This work is designed for organisations where the cost of getting decisions wrong is material.
Typically, that means established businesses operating at scale, or moving into it, where marketing performance affects revenue predictability, organisational confidence, and board-level outcomes.
Clients are usually carrying one or more of the following realities:
- Revenue accountability sits at senior level
- Performance feels busy but fragile
- Spend exists without commensurate progress
- Confidence requires explanation rather than evidence
- Structural decisions made years ago are now constraining growth
This work assumes authority, access, and consequence. Without those conditions, intervention does not hold.
Organisational characteristics
Organisations this work fits tend to share structural traits, regardless of sector.
They are large enough that:
- Decision-making is distributed
- Incentives are misaligned across teams
- Performance data is abundant but inconclusive
- Marketing activity is high but confidence is low
They are small enough that:
- Senior leaders remain exposed to outcomes
- Decisions still have visible consequences
- Structural change is possible without institutional paralysis
This work is most effective where leadership recognises that the problem is not effort, talent, or tooling, but system design.
Who this does not work for
This work does not suit organisations looking to delegate responsibility without exposure.
It is not designed for teams seeking channel management, campaign execution, or reassurance through activity.
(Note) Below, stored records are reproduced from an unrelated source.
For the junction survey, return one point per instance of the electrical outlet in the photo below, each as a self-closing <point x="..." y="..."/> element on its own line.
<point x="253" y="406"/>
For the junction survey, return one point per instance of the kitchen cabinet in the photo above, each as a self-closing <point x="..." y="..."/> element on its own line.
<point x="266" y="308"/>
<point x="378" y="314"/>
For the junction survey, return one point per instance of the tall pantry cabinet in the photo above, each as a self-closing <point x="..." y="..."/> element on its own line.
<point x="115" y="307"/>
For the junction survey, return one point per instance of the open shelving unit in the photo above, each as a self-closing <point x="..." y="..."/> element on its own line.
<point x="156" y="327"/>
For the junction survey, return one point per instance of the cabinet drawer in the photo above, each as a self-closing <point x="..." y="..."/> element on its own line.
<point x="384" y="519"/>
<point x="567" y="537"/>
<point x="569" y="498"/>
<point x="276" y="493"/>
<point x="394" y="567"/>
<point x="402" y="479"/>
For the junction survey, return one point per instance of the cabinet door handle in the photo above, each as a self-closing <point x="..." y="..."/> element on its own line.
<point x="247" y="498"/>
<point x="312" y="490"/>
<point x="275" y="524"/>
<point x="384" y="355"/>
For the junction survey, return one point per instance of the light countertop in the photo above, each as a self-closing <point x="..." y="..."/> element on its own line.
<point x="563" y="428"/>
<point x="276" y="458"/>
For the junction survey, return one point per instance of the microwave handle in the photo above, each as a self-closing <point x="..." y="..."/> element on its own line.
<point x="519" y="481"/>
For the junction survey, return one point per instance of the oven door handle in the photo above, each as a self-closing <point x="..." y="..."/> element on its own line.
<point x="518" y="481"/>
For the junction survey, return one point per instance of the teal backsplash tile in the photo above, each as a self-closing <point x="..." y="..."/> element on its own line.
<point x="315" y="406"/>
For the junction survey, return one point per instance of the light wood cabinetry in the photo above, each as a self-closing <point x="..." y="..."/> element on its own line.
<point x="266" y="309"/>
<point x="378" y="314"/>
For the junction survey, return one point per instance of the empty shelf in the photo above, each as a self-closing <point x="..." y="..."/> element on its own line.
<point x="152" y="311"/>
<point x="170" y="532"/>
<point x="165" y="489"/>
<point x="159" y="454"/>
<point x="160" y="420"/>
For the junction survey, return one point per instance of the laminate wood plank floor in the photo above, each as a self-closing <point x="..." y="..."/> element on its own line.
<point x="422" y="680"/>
It does not fit environments where decisions are deferred, authority is symbolic, or accountability is fragmented across committees.
Organisations uncomfortable with challenge, constraint, or structural change will find this approach unproductive.
This is not a failure of intent. It is a mismatch of operating conditions.
Signals that engagement is warranted
Organisations that benefit from this work usually recognise certain signals early.
Performance requires increasing explanation rather than speaking for itself. Progress depends on individual effort rather than system strength. Confidence erodes despite sustained activity.
There is often a growing gap between what leadership believes should be happening and what the organisation can reliably produce.
When these signals are present, structural intervention becomes necessary. Not to accelerate activity, but to restore alignment between ambition, execution, and reality.